As far as I know (I could well be wrong) the wrapper method for "pass-through" side-effects is an idiomatic way to do what you want.
Alternatively (if you need the same response in multiple places) you can break up the promise chain when you encounter a situation like this.
I'm doing some reading up on JS Promises to up-skill.
Here's my quandry:
Say you want to console.log('we done, bruh!') AFTER your data's come back.
so with a Promise, you might say:
let iWantToLogOut = function() {
let data = fetch('https://jsonplaceholder.typicode.com/users')
return new Promise((resolve) => {
resolve(data)
})
}
And then resolve that promise like:
iWantToLogOut().then((dataBack)
=> databack.json())
.then((json) => {
console.log('We done, bruh! Look: ', json)
})
So that's great. You get your API data back and then we log our msg out.
But isn't it just way easier to go:
let data = fetch('https://jsonplaceholder.typicode.com/users');
data ? console.log('we done, bruh!') : null;
I'm probably over-simplifying/missing something (because... well... i'm retarded) but I just want to make sure i'm really understanding Promises first before i move onto Async/Await.
But isn't it just way easier to go:
let data = fetch('https://jsonplaceholder.typicode.com/users');
data ? console.log('we done, bruh!') : null;
It would be, but it doesn't work. What fetch returns is a promise, not the result of the operation. You can't return the result of an asynchronous process. More: How do I return the response from an asynchronous call?
In the upcoming ES2017 spec, though, we have syntactic sugar around promise consumption which will let you write this:
let data = await fetch('https://jsonplaceholder.typicode.com/users');
// --------^^^^^
console.log('we done, bruh!');
Note we don't even need the conditional, because await converts a promise rejection into an exception.
That code would need to be in an async function, e.g.:
(async function() {
let data = await fetch(/*...*/);
// use data here
})();
The JavaScript engines in some browsers already support async/await, but to use it in the wild, you'll want to transpile with Babel or similar.
Note: You've shown
so with a Promise, you might say:
let iWantToLogOut = function() {
let data = fetch('https://jsonplaceholder.typicode.com/users')

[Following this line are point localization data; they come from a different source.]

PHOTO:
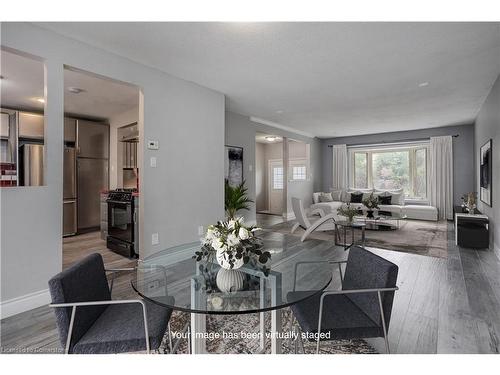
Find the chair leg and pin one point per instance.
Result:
(171, 347)
(386, 343)
(383, 323)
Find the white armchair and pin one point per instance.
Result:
(324, 223)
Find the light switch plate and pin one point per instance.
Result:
(155, 239)
(153, 145)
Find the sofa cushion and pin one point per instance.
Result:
(325, 197)
(337, 195)
(326, 207)
(420, 212)
(316, 197)
(385, 199)
(356, 197)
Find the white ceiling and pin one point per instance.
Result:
(24, 82)
(328, 79)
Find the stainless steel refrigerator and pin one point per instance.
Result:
(92, 171)
(31, 165)
(69, 192)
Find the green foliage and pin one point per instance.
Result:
(371, 202)
(236, 199)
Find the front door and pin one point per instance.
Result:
(276, 184)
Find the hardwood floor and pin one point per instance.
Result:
(443, 306)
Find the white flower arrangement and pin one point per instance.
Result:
(233, 244)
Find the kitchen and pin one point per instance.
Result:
(100, 168)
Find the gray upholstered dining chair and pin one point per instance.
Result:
(361, 309)
(90, 322)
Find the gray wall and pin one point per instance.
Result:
(183, 192)
(240, 131)
(488, 127)
(463, 151)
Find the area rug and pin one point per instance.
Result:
(413, 236)
(236, 326)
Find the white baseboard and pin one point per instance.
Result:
(496, 250)
(24, 303)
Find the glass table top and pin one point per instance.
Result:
(173, 279)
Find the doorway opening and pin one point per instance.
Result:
(270, 175)
(101, 174)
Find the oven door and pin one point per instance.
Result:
(120, 223)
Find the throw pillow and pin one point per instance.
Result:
(325, 197)
(386, 200)
(336, 195)
(356, 197)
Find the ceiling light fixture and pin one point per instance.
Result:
(75, 90)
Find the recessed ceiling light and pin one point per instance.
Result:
(75, 90)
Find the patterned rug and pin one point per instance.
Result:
(413, 236)
(236, 326)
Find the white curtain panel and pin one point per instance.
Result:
(441, 184)
(339, 167)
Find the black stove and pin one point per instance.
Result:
(121, 195)
(123, 222)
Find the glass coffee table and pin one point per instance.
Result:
(381, 220)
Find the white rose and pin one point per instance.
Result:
(218, 245)
(243, 233)
(231, 224)
(232, 240)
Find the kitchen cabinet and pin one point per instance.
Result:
(69, 130)
(4, 133)
(31, 125)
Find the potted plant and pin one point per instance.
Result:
(371, 203)
(470, 200)
(348, 211)
(235, 199)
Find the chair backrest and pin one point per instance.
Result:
(365, 270)
(300, 214)
(82, 282)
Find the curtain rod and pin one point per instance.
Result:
(393, 142)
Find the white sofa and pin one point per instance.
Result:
(418, 212)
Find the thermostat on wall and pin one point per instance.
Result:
(153, 145)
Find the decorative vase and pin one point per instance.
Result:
(230, 280)
(222, 259)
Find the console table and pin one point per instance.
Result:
(471, 230)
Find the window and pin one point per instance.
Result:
(278, 178)
(391, 168)
(299, 172)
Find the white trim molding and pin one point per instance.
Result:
(279, 126)
(24, 303)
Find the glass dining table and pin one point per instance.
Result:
(173, 279)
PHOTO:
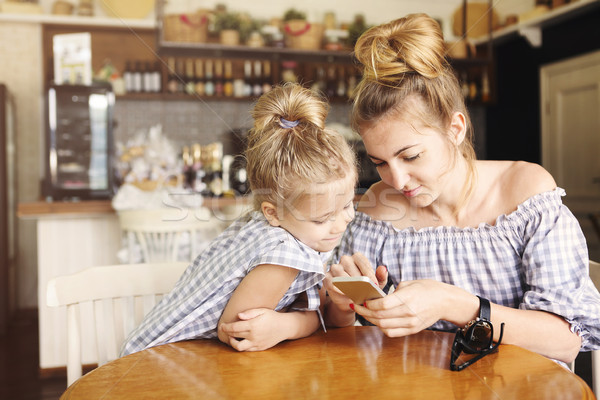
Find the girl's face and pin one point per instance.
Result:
(411, 158)
(320, 217)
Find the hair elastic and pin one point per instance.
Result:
(285, 124)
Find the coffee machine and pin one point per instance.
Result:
(79, 142)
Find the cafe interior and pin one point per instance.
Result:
(123, 127)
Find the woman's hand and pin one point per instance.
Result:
(257, 329)
(412, 307)
(338, 312)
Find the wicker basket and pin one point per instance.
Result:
(185, 27)
(300, 34)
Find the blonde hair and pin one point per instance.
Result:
(404, 59)
(290, 149)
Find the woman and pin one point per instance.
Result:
(447, 227)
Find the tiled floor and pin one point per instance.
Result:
(19, 378)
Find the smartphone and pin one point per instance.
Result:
(358, 288)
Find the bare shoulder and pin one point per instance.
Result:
(526, 179)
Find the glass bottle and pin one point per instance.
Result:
(199, 87)
(190, 78)
(219, 83)
(172, 79)
(266, 77)
(228, 84)
(209, 84)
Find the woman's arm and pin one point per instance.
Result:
(416, 305)
(250, 316)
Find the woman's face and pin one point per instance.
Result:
(411, 158)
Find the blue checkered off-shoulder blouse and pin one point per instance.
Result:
(534, 258)
(193, 308)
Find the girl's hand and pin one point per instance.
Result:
(412, 307)
(257, 329)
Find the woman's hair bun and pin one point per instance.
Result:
(413, 44)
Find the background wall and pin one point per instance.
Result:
(20, 52)
(21, 70)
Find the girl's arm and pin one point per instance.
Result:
(249, 322)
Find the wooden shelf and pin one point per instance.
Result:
(531, 29)
(215, 50)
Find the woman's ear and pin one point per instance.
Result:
(270, 213)
(458, 128)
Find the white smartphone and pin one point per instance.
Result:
(358, 288)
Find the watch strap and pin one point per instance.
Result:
(485, 310)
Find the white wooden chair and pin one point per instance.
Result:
(595, 275)
(169, 234)
(121, 295)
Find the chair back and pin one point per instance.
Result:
(169, 234)
(595, 275)
(121, 295)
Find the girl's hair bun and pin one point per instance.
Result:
(289, 106)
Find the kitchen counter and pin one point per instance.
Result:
(41, 208)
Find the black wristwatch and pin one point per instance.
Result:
(478, 332)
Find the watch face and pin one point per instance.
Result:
(479, 335)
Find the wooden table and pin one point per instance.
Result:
(347, 363)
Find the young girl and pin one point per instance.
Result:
(302, 177)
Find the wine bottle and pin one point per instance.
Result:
(199, 88)
(257, 79)
(247, 78)
(137, 77)
(156, 78)
(147, 85)
(267, 85)
(128, 77)
(219, 84)
(190, 78)
(172, 80)
(228, 84)
(209, 84)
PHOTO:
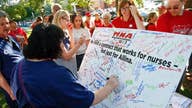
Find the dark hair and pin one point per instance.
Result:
(44, 42)
(151, 15)
(3, 14)
(39, 18)
(73, 19)
(122, 4)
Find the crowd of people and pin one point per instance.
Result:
(41, 71)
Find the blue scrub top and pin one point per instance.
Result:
(49, 85)
(10, 54)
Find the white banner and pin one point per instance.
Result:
(149, 66)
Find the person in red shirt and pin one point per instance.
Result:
(88, 23)
(128, 16)
(18, 33)
(176, 19)
(152, 19)
(107, 20)
(97, 21)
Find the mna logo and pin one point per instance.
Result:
(122, 35)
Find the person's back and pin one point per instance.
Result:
(53, 90)
(39, 82)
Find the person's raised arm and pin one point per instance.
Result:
(103, 92)
(138, 21)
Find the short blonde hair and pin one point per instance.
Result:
(58, 15)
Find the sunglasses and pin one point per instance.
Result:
(174, 7)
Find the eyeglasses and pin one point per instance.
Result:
(174, 7)
(64, 18)
(125, 8)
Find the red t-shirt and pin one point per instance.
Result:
(110, 25)
(175, 24)
(98, 23)
(151, 27)
(120, 23)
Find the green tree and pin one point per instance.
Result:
(16, 12)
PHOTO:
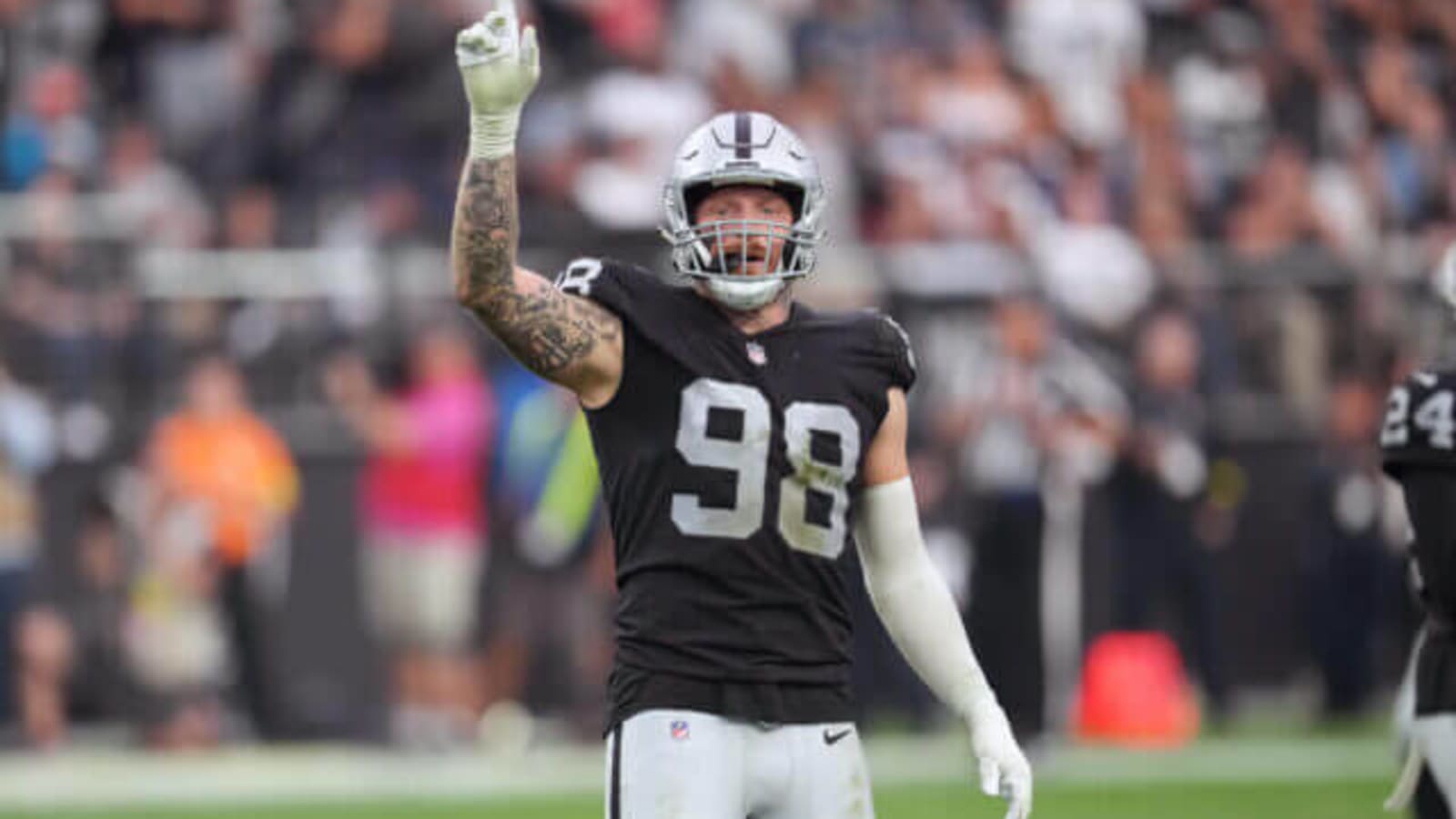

return new Promise((resolve) => {
resolve(data)
})
}
There are a couple of problems with that code:
It never settles the promise you created if the fetch fails.
It calls something data which is not data, it's a promise of data (that's mostly style, but it's misleading).
It exhibits the promise creation anti-pattern. You already have a promise (from fetch), no need to create another.
iWantToLogOut should be simply:
let iWantToLogOut = function() {
return fetch('https://jsonplaceholder.typicode.com/users');
};
That returns a promise that will be resolved with the data, or of course rejected. Which you'd then consume with promise methods or await (within an async function).
It is not a matter of easy.
Usually network calls should be handle asynchronously(I don't want to the anti-pattern of synchronous AJAX calls). At that point you have few options to handle it:
Callbacks
Promises
Observables
In you code above, when it's synchronous, the fetch should return immediately with a promise that will be resolve to the data only when the server has responded. Only then you can check the data for it's content. Further. Because every promise can be fulfilled or failed, in your then you can have a handler for each instead of using the ternary.
From the latest spec:
Synchronous XMLHttpRequest outside of workers is in the process of being removed from the web platform as it has detrimental effects to the end user’s experience. (This is a long process that takes many years.) Developers must not pass false for the async argument when current global object is a Window object. User agents are strongly encouraged to warn about such usage in developer tools and may experiment with throwing an InvalidAccessError exception when it occurs.